Cuando nos enfadamos porque nuestros hijos no se comportan como deseamos, no estamos haciendo más que generar inseguridad en ellos.
Nos encantaría estar a bordo de un barco dirigido por un capitán tranquilo y seguro de sí mismo. ¿Quién querría encontrarse frente a una persona nerviosa que grita "¡Soy yo el capitán!"? El capitán que sabe bien cuál es su papel no necesita repetirlo a los pasajeros para hacer reconocer su autoridad.
Lo mismo ocurre con los padres. No necesitan entrar en luchas de poder con los hijos para establecer quién manda. Como es normal que ocurra, habrá momentos en los que los hijos intenten tomar el mando del barco. Es simplemente impensable que un capitán ceda el timón a un pasajero. ¿Por qué debería ser diferente para nosotros, los padres?
Cuando discutimos sobre nuestra autoridad con un hijo, nos comportamos como si ambos fuéramos dos abogados presentando argumentos para ganar el caso.

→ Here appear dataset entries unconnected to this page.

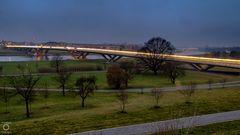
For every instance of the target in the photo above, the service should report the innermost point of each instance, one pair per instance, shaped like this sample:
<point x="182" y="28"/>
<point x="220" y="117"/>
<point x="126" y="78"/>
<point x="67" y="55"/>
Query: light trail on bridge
<point x="179" y="58"/>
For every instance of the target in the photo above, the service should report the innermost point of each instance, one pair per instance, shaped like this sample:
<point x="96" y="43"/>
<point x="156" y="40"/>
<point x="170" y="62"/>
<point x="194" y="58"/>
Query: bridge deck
<point x="188" y="59"/>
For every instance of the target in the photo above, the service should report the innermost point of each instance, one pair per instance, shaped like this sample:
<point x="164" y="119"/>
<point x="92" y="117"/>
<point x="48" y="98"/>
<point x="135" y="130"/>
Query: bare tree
<point x="122" y="96"/>
<point x="86" y="86"/>
<point x="45" y="94"/>
<point x="1" y="70"/>
<point x="6" y="96"/>
<point x="210" y="84"/>
<point x="62" y="77"/>
<point x="173" y="70"/>
<point x="157" y="94"/>
<point x="25" y="84"/>
<point x="223" y="81"/>
<point x="157" y="49"/>
<point x="188" y="92"/>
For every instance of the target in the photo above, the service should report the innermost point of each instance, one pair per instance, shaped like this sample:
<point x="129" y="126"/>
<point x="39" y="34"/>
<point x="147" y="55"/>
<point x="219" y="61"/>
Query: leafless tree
<point x="122" y="96"/>
<point x="210" y="84"/>
<point x="188" y="92"/>
<point x="25" y="84"/>
<point x="45" y="94"/>
<point x="5" y="96"/>
<point x="63" y="79"/>
<point x="223" y="81"/>
<point x="157" y="49"/>
<point x="86" y="86"/>
<point x="157" y="94"/>
<point x="173" y="70"/>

Obtenemos el mismo resultado, es decir, nada, cuando pensamos que desobedecen con la intención de hacernos daño personalmente. No hay nada personal en los caprichos de un hijo hacia su progenitor.
Cuando las circunstancias gobiernan las reacciones de un padre, este está cediendo el timón del barco a su hijo. Una vez más, hay dos cosas que pueden convertir a un padre en un buen capitán: la calma y la seguridad. Saber que su forma de actuar es fundamental para criar bien a un hijo lo hace capaz de navegar entre aguas tranquilas y turbulentas.
Por supuesto, es más fácil decirlo que hacerlo. Las luchas de poder pueden desencadenar frustración en los hijos y un sentimiento de culpa e incompetencia en los padres.